August 23, 2012 — Don Baker was shocked at the sight around his 34-foot-long sailboat as he sailed along the western end of the Toms River on Thursday morning. “(Dead fish), each about three inches long, were all over section C of the lagoon area,” said the 80-year-old Matawan resident. “They were all floating in the water.”
The state Department of Environmental Protection noted a report of hundreds of dead Atlantic menhaden fish in a lagoon at the Lighthouse Point Marina at Crabbe Road and Route 166 in South Toms River, said state DEP spokesman Larry Hajna in an email.
Baker, who stores his sailboat at the marina, said he noticed roughly 30 seagulls sitting at the main entrance to the lagoon area who were not feeding on the fish around 11 a.m.

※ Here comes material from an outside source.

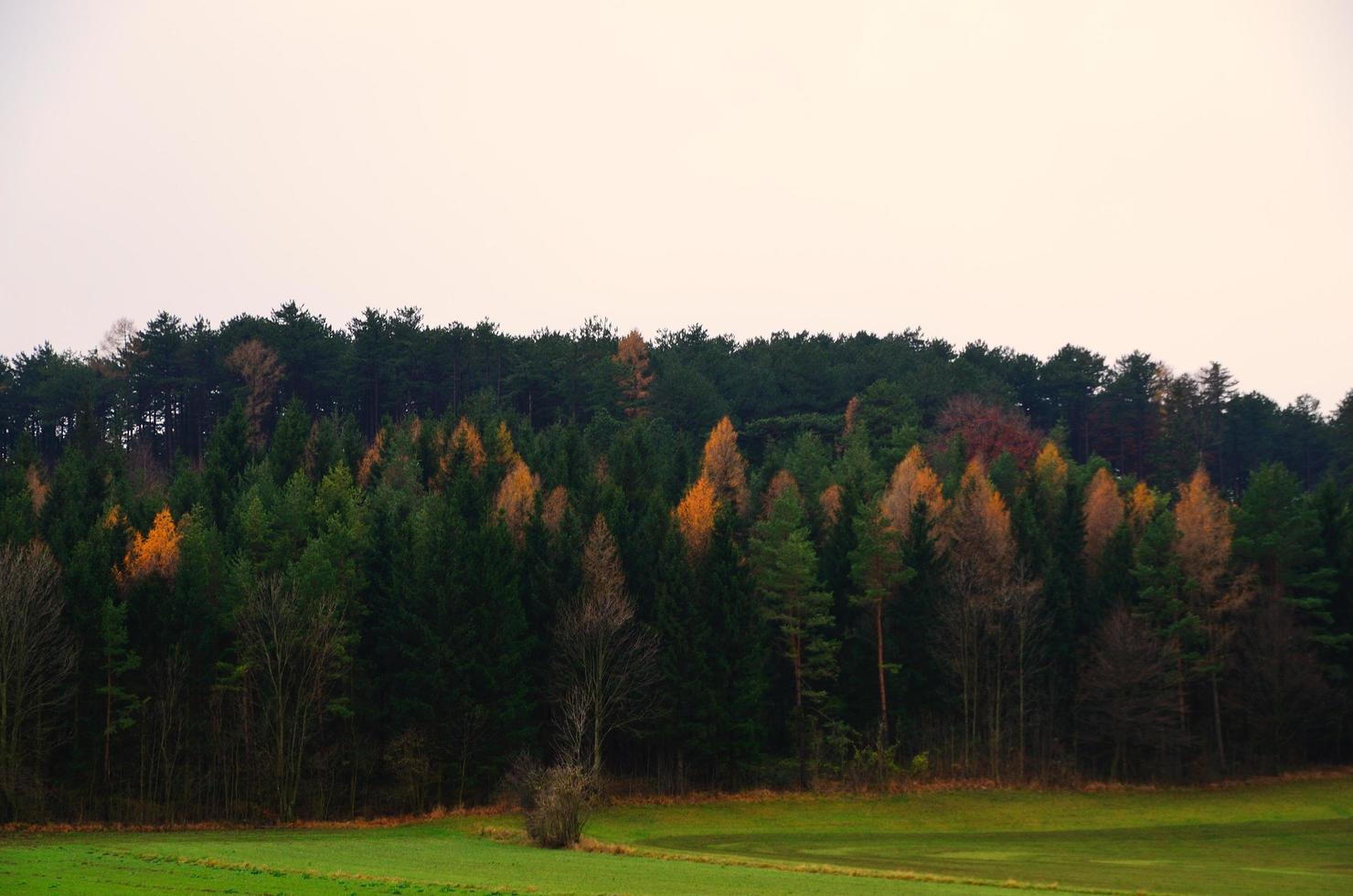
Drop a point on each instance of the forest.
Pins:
(281, 569)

Thursday.
“That led me to believe either they had their fill of fish or they detected something wrong with them and so (they) would not eat them,” Baker said.

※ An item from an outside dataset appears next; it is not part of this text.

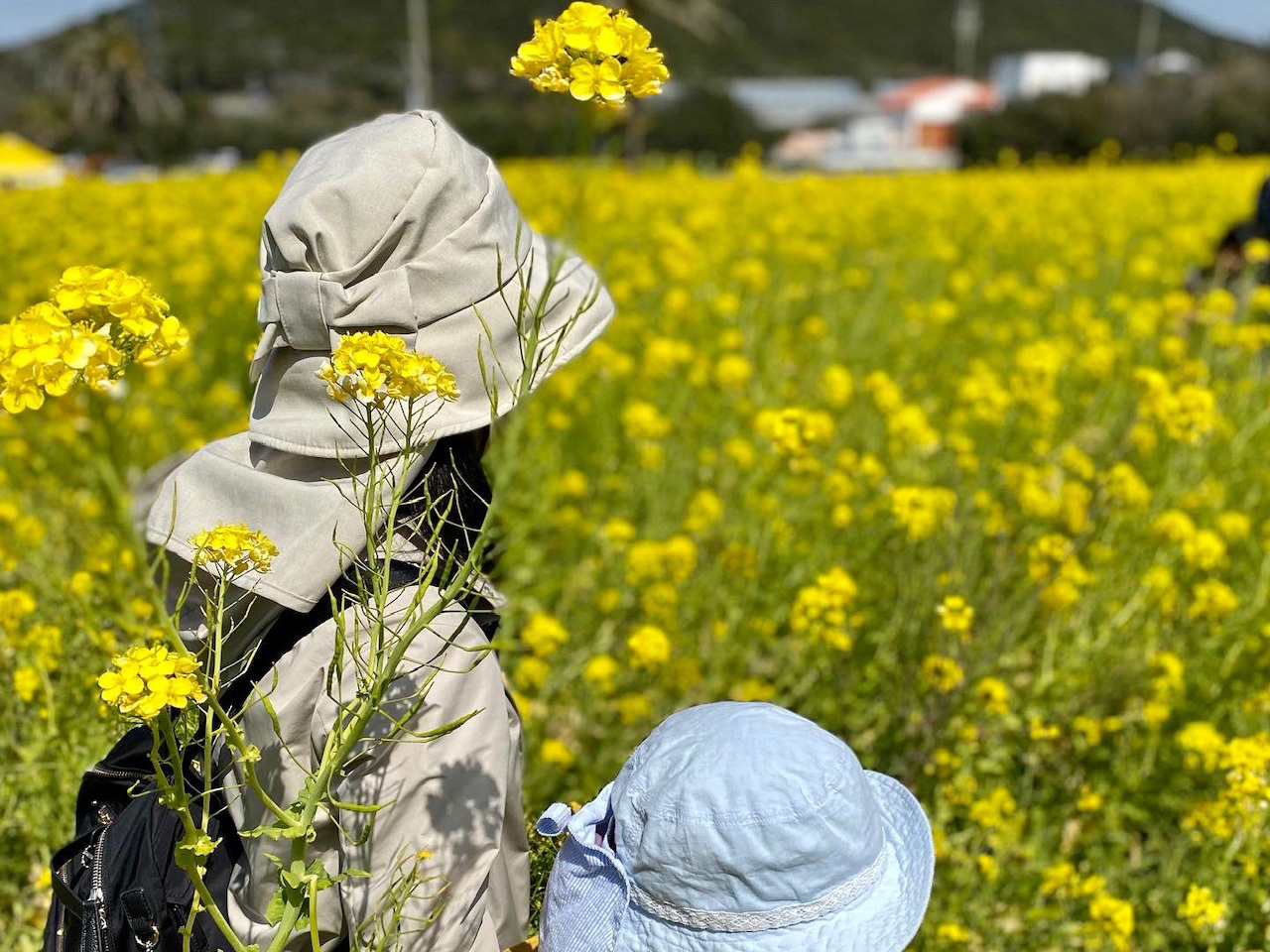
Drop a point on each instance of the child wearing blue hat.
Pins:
(739, 826)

However, the state DEP’s Division of Fish and Wildlife investigated the incident with the Ocean County Health Department and found no obvious sources of pollution or contamination, according to the state DEP’s website.
Baker said he first noticed strange behavior by the fish in the river Wednesday evening.
“Yesterday, when I came back in at 5 p.m., the fish were all flopping out of the water,” Baker said. “I assumed they were being chased by a big fish.”
However, there is nothing unusual about the incident, according to the state DEP.
Menhaden travel in large schools that can number in the millions and may live as long as 12 years with a maximum length of 20 inches and weight of three pounds, according to a profile found on the state DEP’s website.
It is not uncommon for very large schools of juvenile (menhaden) to run up into shallow lagoons, which then use up all of the oxygen in the lagoon that results in a fish kill, according to the state DEP’s website.
Several such incidents happened in small creeks in the Raritan Bay in Monmouth County in August 2010. The deaths of thousands of fish resulted from the incident, as well as a very large fish kill in Delaware Bay, all due to extremely low dissolved oxygen levels, according to the website.